The number one tool I use consistently to find the "need" I am looking for in any market is DAT's LaneMakers. In a nutshell, this tool gives insight into what every broker is posting and looking for. Essentially, DAT Lanemakers tells the carrier what the broker needs are.
EXAMPLE 1: My friend recently bought a liftgate trailer to service her one customer that occasionally needs this kind of trailer. She does get loads from other brokers when she can find them, and they often pay more than regular dry van loads. What I discovered with LaneMakers for the market my friend works in is that often brokers don't post van liftgate ("VG" in DAT Load Boards) as much as they do searches for VG trucks.
My advice to my friend is to spend some time making sales calls to these same brokers that are always searching for van liftgate trailers and get set up with them. This will lead to finding a need and filling it with better rates.

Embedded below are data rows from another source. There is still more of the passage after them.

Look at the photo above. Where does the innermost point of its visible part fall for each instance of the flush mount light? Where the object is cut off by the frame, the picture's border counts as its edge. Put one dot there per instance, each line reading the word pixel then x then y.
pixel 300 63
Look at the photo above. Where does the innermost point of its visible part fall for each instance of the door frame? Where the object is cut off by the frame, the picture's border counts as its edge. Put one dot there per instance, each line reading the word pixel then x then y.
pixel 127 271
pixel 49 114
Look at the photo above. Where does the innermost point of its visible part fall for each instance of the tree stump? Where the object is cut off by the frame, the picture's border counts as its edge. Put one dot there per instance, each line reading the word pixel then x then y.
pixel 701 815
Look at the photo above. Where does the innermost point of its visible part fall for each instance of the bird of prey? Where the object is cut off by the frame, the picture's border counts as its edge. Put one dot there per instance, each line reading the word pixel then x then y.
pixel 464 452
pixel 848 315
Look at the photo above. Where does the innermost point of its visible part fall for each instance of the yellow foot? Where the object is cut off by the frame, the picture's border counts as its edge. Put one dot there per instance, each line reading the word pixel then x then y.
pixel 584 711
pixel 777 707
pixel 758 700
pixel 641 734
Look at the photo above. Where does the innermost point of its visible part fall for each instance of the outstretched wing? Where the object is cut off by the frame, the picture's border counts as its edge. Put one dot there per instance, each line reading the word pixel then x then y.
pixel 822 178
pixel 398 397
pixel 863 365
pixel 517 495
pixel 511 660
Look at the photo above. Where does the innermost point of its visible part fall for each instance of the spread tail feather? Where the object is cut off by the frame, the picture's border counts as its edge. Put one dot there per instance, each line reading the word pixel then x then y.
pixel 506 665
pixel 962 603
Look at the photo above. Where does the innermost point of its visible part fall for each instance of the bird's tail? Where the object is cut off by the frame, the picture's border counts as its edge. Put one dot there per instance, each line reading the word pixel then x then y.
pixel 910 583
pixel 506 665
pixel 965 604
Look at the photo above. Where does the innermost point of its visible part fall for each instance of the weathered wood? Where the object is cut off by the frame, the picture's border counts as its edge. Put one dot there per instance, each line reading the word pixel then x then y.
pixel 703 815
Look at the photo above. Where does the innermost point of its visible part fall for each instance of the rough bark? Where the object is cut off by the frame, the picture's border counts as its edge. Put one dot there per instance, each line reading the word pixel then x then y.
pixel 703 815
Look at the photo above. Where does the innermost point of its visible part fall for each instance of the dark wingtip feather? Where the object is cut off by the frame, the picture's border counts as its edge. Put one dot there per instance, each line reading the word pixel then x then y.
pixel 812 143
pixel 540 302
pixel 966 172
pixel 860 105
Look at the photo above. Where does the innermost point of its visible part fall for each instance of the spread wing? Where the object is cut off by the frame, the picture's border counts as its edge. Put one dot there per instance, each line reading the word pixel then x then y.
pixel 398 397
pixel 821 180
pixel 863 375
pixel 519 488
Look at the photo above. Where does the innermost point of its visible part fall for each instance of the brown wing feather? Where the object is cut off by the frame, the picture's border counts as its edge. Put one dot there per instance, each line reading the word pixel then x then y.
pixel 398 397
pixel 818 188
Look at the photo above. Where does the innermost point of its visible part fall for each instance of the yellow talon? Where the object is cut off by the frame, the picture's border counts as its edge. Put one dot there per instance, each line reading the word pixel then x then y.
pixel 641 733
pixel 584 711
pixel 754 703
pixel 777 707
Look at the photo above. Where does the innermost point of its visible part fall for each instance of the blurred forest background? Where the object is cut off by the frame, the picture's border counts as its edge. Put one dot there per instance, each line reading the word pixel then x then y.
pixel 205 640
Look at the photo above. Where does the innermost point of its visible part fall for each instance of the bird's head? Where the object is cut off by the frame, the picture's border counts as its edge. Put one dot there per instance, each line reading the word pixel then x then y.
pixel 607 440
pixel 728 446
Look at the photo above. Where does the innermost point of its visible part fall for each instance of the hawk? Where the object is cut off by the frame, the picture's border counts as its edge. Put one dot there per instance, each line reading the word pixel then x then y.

EXAMPLE 2: A vented van trailer (VV) is only needed during produce season -- or is it? I found a broker on LaneMakers that looks for vented van trailers throughout the year near my house. I called the broker to find out that the product is some kind of insulation that needs to be put in a vented trailer. To this day, neither me nor the broker understand why that load needs to be in a vented trailer, but for $250, I turned my trailer into a vented van. Now I get calls from this broker every time they have these light loads that pay good money. I found a need, and I fill it every time they call me.